· 7 min read ·

JavaScript Has No Compiler to Defend Against Glassworm, and That's By Design

Source: hackernews

The Glassworm campaign documented by Aikido Security is getting coverage as a supply chain security story, which it is, but the framing tends to treat the JavaScript ecosystem’s exposure as a tooling gap. It is deeper than that. The reason npm packages and Node.js runtimes process invisible Unicode characters without complaint is not that nobody got around to adding a warning. It is that the specification explicitly allows them, the decision was intentional, and reversing it would break things people care about.

Understanding that structural difference is what separates “run a grep check in CI” from understanding why the JavaScript ecosystem is in a qualitatively different position than Rust or even Python when it comes to this class of attack.
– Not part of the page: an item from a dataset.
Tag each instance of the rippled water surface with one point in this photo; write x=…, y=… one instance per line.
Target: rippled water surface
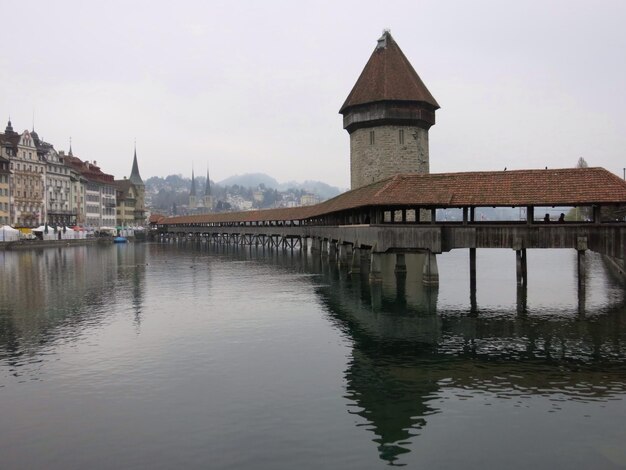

What ECMAScript Actually Says About Identifiers

The ECMAScript specification delegates identifier character validation to Unicode Technical Report 31 (UTR #31), which defines which Unicode codepoints are valid in identifier names for programming languages. The relevant ECMAScript grammar rule is IdentifierPartChar, which includes UnicodeIDContinue, defined as any character with the Unicode property ID_Continue. That property covers the full Cyrillic script, Greek, Arabic, Devanagari, fullwidth Latin, and several ranges that include characters visually indistinguishable from their ASCII counterparts at common font sizes.

This is not an oversight. The ECMAScript internationalization design rationale is explicit: code written by developers who think in Korean, Arabic, or Russian should allow identifiers in those scripts. const 설정 = {}; should work, and it does. That goal is legitimate.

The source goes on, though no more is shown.